The other trapped protagonists are a realtor who is a single parent, devastated that she has had an unresolved row with her small son before leaving to go to her death (Clare Presland,) a young lesbian leaving her lover’s arms (Rhian Lois) and a Jewish businessman who is cheating on his wife and goes to an early meeting instead of keeping an appointment with his cardiologist (Phillip Rhodes.) Along with the Janitor who has chosen to stay late when his night shift is over and the Young Man who shouldn’t have agreed to attend a meeting high in a skyscraper when he has a pathological fear of heights, all the protagonists could or should have been somewhere else when disaster strikes. This illustrates how random 9/11 was, how it could have happened to anybody, that it was a matter of chance who survived because they overslept, but also can have religious overtones of “Why me,?” the question many ask when faced with a diagnosis of cancer.

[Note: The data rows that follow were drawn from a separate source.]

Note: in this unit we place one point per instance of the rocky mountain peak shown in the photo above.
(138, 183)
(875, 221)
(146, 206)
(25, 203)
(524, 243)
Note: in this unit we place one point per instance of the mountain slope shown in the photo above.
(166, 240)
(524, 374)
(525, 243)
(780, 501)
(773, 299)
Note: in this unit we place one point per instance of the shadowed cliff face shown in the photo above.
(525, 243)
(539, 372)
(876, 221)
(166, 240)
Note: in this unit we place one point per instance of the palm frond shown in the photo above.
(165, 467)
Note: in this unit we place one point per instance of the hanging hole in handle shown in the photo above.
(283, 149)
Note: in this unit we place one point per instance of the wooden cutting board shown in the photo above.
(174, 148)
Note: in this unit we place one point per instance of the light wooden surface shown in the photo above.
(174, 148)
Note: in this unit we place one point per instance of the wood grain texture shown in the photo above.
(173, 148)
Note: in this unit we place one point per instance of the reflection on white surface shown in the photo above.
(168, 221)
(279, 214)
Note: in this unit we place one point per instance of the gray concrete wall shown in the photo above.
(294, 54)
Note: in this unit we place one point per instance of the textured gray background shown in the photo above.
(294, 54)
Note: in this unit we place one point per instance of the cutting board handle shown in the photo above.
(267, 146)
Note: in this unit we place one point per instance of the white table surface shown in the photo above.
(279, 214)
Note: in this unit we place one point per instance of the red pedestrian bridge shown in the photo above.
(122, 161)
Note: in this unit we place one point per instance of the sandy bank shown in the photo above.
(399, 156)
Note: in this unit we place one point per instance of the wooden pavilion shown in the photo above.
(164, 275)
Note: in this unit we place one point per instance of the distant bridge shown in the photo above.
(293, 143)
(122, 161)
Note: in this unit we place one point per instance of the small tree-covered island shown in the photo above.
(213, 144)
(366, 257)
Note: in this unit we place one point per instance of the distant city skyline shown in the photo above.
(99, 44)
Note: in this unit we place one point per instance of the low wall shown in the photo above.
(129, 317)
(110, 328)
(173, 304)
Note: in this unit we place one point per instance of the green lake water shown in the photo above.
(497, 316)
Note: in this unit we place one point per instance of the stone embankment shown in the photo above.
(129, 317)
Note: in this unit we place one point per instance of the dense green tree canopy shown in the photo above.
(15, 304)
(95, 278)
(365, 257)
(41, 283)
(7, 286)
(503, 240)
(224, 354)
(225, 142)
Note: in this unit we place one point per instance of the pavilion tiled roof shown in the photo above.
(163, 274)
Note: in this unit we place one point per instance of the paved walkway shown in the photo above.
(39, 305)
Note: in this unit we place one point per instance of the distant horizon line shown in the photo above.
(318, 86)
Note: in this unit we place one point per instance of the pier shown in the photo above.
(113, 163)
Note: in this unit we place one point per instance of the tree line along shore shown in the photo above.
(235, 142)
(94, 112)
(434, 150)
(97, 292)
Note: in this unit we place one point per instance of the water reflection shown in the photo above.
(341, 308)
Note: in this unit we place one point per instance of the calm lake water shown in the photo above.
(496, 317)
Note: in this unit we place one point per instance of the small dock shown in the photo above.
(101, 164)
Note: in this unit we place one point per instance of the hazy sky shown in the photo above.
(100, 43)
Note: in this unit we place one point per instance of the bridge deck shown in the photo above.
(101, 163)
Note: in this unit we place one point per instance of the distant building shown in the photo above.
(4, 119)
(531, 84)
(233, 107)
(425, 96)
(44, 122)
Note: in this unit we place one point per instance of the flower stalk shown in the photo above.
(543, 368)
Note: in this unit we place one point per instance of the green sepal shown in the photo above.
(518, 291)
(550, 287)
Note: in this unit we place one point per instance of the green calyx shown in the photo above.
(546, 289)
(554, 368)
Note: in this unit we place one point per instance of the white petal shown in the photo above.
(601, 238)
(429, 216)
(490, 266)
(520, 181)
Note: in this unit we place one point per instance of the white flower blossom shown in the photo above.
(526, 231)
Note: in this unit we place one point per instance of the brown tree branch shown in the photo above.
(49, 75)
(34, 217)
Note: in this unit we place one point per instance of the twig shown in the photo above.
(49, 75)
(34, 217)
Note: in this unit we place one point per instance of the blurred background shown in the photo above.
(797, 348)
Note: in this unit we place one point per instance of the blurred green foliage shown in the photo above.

These young singers, along with Sarah Champion as the lesbian lover, Claire Egan as the babysitter and Susan Young as the wife, make an excellent ensemble cast, supporting the star turns from Mr Greene, Mr Watts and Ms Bickley. Throughout the opera, as well as the observations of the Shaman who watches over those on earth but cannot change their fate himself, we have a sizeable chorus who witness the horror and at the end encircle the victims and their relatives with love and respect. Ms Davies’ choral writing is an outstanding feature of this opera. The singers -including those who feature in the backstory of the protagonists, the fireman and the Security Guard (Ronald Samm) – become a living dynamic swarm of humanity, conveying the horror, disbelief, pity and grief experienced by anyone who witnessed 9/11, whether viewing it from Manhattan or thousands of miles away on television. Andrew Clements writes that Ms Davies’ music has never reminded him of music by any other composer. I respectfully disagree as I sensed echoes of early Penderecki, such as the St Luke Passion which moved me so much in the late ’70s. With the use of chord clusters, Ms Davies creates beauty out of dissonance. The solo vocal lines, particularly those written at the top of Mr Watts’ voice are hauntingly beautiful, tapping into something atavistic and visceral, as was the lament led by the Sister at the end of the opera when both towers have collapsed.
The third most beautiful moment came at the end. The Shaman, whose alter ego we have already witnessed suspended in the air, purifying the dying World Trade Center, is said in the synopsis to be united with the Janitor as he takes his leap of Faith into the abyss. Instead of this we saw a young man floating in the air (choreographed by Kim Brandstrup) who for me represented the iconic ‘Falling Man.’ A female dancer, who I think represented the Sister, ministered to him, creating the image of a young woman from a painting of the Pietà, depicting the profound sadness I associate with sacrifice; brutal and yet also carrying the hope of transcendence.
I would exhort anyone who was moved by the sea of red poppies at the Tower of London to come and experience Between Worlds. It is a wonderful, haunting and profoundly moving piece of work.